HomerJ wrote:I guess I don't care about valuations, because I plan around a number that is low enough to be nearly off the bottom of the chart of the range of expected returns anyway.
Again, it's not at all off the bottom of the chart if you look at different time periods (e.g., 20 years instead of 30 years), and use slightly more sophisticated models that have been historically much more accurate than simply looking at the lowest 30-year rolling return. But now we're just back to discussing what forecasting model makes the most sense.
I've focused a lot on savings rate because we seem to have more common ground here than with respect to using an expected return forecast to adjust your asset allocation, even though we disagree on which forecasting model makes the most sense (it seems clear to me that planning around a worst-case real return of 4% is based on a simplistic forecasting model, whether it's acknowledged or not). Larry just extends the use of an expected return forecast to portfolio construction, so let's bring the conversation back to that.
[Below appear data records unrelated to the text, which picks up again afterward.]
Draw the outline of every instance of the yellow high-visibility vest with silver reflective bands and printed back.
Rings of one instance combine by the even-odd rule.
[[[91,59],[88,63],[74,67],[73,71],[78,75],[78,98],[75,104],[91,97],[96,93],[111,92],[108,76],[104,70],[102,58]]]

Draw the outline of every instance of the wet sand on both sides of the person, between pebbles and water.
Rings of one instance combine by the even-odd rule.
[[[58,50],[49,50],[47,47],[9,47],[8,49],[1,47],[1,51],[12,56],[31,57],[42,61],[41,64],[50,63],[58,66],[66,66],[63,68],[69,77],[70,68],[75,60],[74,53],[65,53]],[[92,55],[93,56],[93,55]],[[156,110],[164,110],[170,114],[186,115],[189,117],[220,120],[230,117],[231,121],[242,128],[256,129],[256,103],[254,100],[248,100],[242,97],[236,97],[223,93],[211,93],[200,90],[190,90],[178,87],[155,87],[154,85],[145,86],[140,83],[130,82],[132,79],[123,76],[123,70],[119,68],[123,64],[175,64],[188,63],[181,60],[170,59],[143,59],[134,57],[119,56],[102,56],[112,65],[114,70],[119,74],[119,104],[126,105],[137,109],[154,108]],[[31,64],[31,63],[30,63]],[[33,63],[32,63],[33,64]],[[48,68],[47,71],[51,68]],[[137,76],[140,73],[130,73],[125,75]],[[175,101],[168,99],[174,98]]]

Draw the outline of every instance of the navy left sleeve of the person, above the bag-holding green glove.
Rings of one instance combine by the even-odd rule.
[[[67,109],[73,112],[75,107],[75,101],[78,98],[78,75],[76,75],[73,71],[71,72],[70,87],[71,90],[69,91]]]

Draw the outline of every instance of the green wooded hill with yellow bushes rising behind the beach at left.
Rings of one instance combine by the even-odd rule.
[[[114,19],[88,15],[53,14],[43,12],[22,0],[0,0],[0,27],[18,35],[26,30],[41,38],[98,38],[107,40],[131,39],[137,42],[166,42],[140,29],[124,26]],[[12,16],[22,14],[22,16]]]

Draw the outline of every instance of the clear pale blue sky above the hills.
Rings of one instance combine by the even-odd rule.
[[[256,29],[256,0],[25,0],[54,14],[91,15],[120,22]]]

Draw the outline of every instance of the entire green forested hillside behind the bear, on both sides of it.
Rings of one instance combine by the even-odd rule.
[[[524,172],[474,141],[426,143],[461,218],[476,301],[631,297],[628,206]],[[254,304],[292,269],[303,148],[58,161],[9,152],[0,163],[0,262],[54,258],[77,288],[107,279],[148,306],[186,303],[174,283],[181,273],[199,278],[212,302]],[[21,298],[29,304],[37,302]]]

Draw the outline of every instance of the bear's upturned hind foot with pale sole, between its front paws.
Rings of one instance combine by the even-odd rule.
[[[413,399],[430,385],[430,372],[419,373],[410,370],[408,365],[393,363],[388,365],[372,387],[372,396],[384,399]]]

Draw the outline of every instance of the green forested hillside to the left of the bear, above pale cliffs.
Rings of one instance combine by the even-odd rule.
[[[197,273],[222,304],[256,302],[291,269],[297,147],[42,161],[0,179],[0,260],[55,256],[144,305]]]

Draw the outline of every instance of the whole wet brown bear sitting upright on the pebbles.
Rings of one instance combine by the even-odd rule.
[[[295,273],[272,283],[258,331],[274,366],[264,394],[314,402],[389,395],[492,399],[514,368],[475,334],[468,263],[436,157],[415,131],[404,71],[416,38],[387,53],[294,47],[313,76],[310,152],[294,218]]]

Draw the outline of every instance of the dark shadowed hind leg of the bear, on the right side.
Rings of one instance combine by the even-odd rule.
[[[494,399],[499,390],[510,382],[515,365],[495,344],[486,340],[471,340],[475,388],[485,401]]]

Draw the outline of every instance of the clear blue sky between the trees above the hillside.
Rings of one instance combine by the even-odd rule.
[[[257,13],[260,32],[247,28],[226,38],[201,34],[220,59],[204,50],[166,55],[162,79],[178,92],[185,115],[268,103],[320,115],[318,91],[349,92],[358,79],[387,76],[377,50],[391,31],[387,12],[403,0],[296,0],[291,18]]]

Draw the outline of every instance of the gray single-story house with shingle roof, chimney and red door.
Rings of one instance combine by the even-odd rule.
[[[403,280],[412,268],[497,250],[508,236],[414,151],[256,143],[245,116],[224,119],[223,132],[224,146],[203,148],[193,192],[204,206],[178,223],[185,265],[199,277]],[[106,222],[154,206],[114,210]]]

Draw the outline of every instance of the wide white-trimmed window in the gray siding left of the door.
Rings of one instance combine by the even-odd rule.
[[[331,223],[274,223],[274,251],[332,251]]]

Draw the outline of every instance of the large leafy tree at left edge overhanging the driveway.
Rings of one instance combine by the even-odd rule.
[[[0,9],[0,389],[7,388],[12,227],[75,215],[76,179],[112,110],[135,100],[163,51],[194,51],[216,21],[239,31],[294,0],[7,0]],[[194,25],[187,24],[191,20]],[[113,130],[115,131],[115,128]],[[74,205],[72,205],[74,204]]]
You have a model for portfolio construction, which you have said is "age in bonds". Aside from John Bogle's recommendation for using this as a starting point, Bill Bernstein and others have taught us that a rational economic justification for doing something along these lines involves the concept of human capital and financial capital. But this is really just a subset of Larry's broader paradigm of basing portfolio construction on ones ability, willingness and need to take risk. You generally have more ability to take risk when young, since then your human/labor capital is enormously larger than your financial/investment capital, so a risky portfolio is not really very risky when viewed in the context of your total capital (human + financial). Or to put it another way, using a concept that you and Larry both use, you have more time to adjust your plan when young.
Larry adds the concept of need to take risk to the model, and uses expected return as one component of determining need to take risk.
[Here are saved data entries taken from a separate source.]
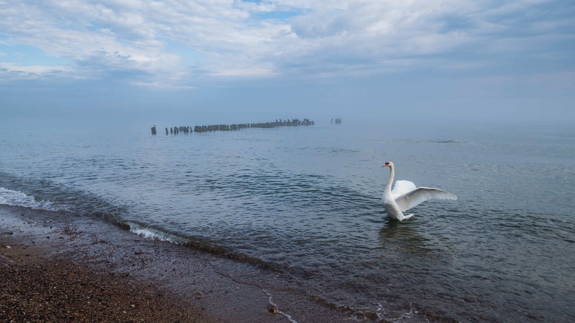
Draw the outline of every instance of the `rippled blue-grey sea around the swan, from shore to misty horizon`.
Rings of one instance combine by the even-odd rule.
[[[380,318],[417,304],[461,322],[575,321],[573,127],[164,126],[4,126],[0,203],[243,254]],[[390,221],[388,160],[396,180],[459,199]]]

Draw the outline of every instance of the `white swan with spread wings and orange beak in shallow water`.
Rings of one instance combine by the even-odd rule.
[[[397,180],[392,190],[394,175],[393,163],[388,161],[382,167],[386,166],[389,166],[389,180],[388,185],[385,187],[384,196],[381,198],[381,203],[384,205],[385,212],[388,213],[388,216],[394,220],[401,221],[411,218],[413,213],[404,216],[403,212],[430,198],[457,199],[455,194],[444,190],[431,189],[430,187],[423,186],[415,187],[415,184],[409,182],[409,180]]]

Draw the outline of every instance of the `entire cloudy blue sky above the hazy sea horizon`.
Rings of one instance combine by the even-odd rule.
[[[575,2],[0,0],[0,114],[575,123]]]

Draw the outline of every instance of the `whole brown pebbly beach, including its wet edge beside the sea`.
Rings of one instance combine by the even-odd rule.
[[[308,299],[281,273],[101,217],[0,205],[0,243],[14,261],[0,265],[6,322],[375,321]]]

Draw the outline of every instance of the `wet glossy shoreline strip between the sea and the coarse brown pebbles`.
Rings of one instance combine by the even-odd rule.
[[[2,247],[3,255],[14,260],[7,266],[24,266],[35,259],[40,267],[56,272],[62,264],[77,265],[86,268],[91,275],[87,279],[108,277],[149,286],[179,309],[172,312],[183,313],[181,322],[192,317],[195,322],[375,321],[321,303],[297,282],[257,264],[143,239],[105,218],[0,205],[0,219],[0,241],[13,245]],[[116,312],[110,315],[122,316]],[[411,313],[402,321],[428,319]]]

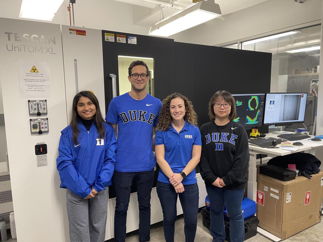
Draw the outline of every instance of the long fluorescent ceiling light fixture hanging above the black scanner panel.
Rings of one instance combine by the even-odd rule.
[[[221,16],[220,6],[214,0],[193,3],[152,26],[148,35],[170,36]]]

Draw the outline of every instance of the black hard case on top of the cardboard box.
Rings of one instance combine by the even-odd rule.
[[[296,171],[288,170],[279,166],[260,166],[259,170],[260,174],[270,176],[282,181],[293,180],[296,177]]]

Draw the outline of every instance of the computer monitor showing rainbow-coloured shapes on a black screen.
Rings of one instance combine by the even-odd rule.
[[[234,122],[246,129],[263,125],[265,93],[232,94],[232,96],[237,110]]]

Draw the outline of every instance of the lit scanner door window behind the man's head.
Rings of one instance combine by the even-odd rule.
[[[151,96],[154,96],[154,59],[147,57],[132,57],[132,56],[118,56],[119,67],[119,95],[130,92],[131,84],[128,80],[128,68],[131,62],[136,60],[144,61],[149,69],[150,80],[147,83],[146,91]]]

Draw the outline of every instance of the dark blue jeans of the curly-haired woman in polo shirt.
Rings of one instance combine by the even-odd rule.
[[[174,241],[176,202],[179,196],[184,214],[184,234],[186,242],[193,242],[196,234],[197,213],[199,210],[199,187],[197,183],[183,185],[184,192],[176,193],[170,183],[157,182],[157,195],[161,202],[166,242]]]

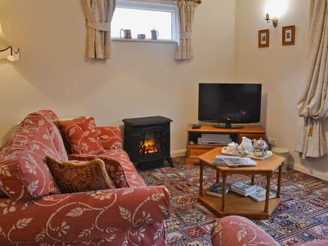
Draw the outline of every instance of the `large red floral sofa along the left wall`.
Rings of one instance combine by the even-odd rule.
[[[121,149],[68,156],[50,110],[29,114],[0,149],[0,245],[166,245],[166,188],[147,187]],[[117,189],[60,194],[44,162],[103,159]]]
So you have a model, and Larry has a model, so it seems that what we're really discussing is which portfolio construction model makes more sense, and what factors you should incorporate into the model. Does age in bonds make more sense than rationally evaluating your ability, willingness and need to take risk, using whatever factors you think make sense based on your assessment of the evidence? Is an expected return estimate based on earnings yield a reasonable factor to include in your assessment of need to take risk?
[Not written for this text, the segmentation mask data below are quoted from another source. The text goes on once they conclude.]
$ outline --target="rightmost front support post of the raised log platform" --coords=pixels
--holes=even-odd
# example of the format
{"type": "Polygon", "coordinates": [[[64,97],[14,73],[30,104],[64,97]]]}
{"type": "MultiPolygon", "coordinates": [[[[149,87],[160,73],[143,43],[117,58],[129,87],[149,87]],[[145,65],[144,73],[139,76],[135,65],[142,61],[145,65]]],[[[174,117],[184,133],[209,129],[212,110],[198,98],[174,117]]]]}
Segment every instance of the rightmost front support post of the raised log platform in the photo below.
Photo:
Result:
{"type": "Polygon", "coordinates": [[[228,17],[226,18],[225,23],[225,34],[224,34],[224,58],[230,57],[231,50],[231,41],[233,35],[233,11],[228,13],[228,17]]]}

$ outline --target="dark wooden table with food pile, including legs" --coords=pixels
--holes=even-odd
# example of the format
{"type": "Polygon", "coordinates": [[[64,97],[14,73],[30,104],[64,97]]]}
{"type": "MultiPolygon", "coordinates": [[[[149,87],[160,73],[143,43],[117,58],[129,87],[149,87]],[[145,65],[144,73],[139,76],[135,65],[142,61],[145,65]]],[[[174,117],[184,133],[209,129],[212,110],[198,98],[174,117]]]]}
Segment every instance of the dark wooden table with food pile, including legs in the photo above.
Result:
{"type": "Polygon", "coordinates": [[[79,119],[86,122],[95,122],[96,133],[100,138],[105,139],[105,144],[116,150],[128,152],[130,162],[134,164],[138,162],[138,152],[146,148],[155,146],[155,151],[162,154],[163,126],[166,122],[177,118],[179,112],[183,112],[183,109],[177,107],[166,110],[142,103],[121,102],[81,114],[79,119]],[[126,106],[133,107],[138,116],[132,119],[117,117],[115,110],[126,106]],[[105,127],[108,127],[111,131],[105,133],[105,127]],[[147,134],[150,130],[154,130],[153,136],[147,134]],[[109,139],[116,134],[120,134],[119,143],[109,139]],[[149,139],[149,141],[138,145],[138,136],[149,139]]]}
I personally agree with John Bogle that age in bonds is a good starting point (and probably better than nothing for someone who will never take the time to study the topic), but I also agree with Larry that evaluating one's ability, need, and willingess to take risk is a more rational approach than simply following age-in-bonds without further evaulation. I'm also becoming quite convinced that smoothed earnings yield is a decent way to forecast expected 20-year returns for stocks (again, keeping in mind that this is only the mean of a wide dispersion of probable outcomes), and I do think that it's rational to include expected returns estimates in determining one's need to take risk.
I also respect that others may come to completely different conclusions based on their own research and study. My perception is that Larry has studied these topics more deeply and rationally than most of us, so I pay a lot of attention to what he says, but I don't always follow his advice (I reserve the right to be somewhat irrational in my investing decisions).